Expert flintknapper Dr. Bruce Bradley (co-author of "Across Atlantic Ice") compares these "Strletskayan points" found in Russia, southeast of Moscow to Clovis and Solutrean points here: http://www.primtech.net/info/strelets.html He says: "What amazes me most about the Streletskayan points is the advanced bifacial thinning technology that is twice as old as the Solutreen and three times older than our cherished Clovis points!"
 
Expert flintknapper Dr. Bruce Bradley (co-author of "Across Atlantic Ice") compares these "Strletskayan points" found in Russia, southeast of Moscow to Clovis and Solutrean points here: http://www.primtech.net/info/strelets.html He says: "What amazes me most about the Streletskayan points is the advanced bifacial thinning technology that is twice as old as the Solutreen and three times older than our cherished Clovis points!"

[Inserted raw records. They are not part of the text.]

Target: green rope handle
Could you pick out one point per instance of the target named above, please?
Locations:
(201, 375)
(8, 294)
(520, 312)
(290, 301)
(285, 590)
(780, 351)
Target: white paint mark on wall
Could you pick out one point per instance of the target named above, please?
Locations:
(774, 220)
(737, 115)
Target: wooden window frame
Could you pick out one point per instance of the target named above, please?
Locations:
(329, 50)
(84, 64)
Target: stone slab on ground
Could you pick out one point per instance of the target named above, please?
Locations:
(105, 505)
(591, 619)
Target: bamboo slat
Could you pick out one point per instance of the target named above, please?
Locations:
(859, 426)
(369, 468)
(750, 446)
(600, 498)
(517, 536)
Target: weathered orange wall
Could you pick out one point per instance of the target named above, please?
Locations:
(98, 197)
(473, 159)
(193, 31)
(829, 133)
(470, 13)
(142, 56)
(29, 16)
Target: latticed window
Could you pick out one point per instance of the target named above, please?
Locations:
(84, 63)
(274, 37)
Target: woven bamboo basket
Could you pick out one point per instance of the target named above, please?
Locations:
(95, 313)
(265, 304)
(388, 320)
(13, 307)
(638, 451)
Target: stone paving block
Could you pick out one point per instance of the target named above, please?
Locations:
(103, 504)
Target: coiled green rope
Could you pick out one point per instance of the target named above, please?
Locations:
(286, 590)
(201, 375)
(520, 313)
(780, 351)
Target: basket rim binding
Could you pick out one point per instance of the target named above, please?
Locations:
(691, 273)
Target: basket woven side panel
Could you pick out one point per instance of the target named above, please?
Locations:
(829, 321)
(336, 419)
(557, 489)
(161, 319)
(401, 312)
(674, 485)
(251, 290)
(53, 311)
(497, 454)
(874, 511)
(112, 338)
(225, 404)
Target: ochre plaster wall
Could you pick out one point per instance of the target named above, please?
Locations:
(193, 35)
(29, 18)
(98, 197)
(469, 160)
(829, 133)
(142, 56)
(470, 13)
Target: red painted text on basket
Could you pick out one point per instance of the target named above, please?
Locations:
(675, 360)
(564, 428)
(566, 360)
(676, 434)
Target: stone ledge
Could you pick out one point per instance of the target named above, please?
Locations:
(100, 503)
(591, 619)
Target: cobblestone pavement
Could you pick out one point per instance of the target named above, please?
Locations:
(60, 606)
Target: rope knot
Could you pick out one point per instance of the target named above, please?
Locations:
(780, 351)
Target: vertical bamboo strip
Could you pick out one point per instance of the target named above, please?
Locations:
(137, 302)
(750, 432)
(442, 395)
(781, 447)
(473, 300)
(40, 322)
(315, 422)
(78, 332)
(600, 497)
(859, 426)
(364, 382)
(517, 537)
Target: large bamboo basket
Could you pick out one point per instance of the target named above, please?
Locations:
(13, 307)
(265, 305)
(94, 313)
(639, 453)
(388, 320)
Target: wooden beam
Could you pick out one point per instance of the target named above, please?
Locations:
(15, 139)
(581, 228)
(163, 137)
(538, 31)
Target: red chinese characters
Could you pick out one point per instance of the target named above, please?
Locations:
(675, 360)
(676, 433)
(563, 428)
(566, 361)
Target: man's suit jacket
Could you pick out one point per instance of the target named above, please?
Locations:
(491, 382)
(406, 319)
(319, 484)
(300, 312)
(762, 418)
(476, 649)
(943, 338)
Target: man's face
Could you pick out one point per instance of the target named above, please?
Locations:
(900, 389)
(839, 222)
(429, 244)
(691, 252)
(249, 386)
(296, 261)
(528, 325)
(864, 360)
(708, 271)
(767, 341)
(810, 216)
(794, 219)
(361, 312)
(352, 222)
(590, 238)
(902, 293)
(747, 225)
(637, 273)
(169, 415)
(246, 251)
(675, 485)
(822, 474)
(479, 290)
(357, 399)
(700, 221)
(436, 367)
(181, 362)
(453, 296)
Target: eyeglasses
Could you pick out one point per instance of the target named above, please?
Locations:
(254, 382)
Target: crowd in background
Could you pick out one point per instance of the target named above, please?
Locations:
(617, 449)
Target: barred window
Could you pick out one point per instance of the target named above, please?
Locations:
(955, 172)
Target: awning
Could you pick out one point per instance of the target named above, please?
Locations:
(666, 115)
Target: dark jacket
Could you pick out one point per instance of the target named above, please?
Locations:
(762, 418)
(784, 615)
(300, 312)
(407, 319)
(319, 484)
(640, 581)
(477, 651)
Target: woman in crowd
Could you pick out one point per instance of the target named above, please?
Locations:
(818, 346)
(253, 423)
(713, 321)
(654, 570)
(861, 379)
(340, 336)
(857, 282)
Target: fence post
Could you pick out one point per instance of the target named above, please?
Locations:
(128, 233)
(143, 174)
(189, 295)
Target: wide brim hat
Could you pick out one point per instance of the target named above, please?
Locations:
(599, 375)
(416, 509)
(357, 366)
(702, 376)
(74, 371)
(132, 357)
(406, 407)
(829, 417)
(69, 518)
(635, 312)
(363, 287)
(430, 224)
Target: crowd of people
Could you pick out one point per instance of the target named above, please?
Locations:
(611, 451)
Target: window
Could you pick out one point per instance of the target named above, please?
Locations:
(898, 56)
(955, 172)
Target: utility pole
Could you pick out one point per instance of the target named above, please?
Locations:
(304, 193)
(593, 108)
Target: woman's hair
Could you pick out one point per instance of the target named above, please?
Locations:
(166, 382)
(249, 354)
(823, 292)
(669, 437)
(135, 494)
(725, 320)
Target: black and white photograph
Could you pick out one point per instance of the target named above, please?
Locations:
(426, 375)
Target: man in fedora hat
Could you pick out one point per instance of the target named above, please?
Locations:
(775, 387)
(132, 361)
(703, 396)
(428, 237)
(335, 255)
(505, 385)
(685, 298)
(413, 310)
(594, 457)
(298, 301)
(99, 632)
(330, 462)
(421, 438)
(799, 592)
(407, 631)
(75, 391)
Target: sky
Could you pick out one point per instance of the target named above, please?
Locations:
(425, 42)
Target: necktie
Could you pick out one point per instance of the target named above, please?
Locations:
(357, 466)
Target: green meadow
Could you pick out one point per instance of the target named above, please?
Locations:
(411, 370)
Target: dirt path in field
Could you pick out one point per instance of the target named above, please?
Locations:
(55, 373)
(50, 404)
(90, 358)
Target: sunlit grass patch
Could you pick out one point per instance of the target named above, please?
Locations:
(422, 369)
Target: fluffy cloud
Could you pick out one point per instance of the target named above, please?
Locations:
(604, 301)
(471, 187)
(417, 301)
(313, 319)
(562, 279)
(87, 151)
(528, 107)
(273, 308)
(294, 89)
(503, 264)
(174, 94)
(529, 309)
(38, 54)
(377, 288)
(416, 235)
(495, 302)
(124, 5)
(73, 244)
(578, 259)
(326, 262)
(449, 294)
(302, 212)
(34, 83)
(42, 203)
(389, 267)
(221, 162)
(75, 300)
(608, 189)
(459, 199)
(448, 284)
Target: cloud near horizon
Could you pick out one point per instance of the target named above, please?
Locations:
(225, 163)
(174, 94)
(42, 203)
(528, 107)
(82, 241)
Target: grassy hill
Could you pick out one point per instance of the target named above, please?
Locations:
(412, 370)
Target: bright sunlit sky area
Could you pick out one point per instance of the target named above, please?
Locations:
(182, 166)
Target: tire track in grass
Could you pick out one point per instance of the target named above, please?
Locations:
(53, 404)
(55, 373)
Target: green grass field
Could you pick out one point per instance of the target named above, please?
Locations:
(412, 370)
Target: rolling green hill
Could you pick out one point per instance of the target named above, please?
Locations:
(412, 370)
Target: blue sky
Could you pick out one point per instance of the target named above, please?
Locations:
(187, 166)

And there's your common source, IMO. I think it isn't that Native Americans are partly of European descent or that Europeans are partly of Native American descent. Europeans and Native Americans are partly of Siberian descent and I think that if there is any connection between Solutrean and Clovis technologies, other than people finding similar solutions to similar problems, it's a case of a Siberian technology ending up in both Europe and the Americas.

Having said that, if there is good archeological evidence of east to west settlement in the Americas, that should be looked at in more detail. But my own assumption is that any east to west movement found on the eastern half of the Americas is simply evidence of the probability that people travelled all around the edge of the Americas by sea before they penetrated very far inland. Coastal delta regions with lots of fish and migratory birds would probably provide and easier living for stone age people than hunting would, I think.
 
Having said that, if there is good archeological evidence of east to west settlement in the Americas, that should be looked at in more detail. But my own assumption is that any east to west movement found on the eastern half of the Americas is simply evidence of the probability that people travelled all around the edge of the Americas by sea before they penetrated very far inland. Coastal delta regions with lots of fish and migratory birds would probably provide and easier living for stone age people than hunting would, I think.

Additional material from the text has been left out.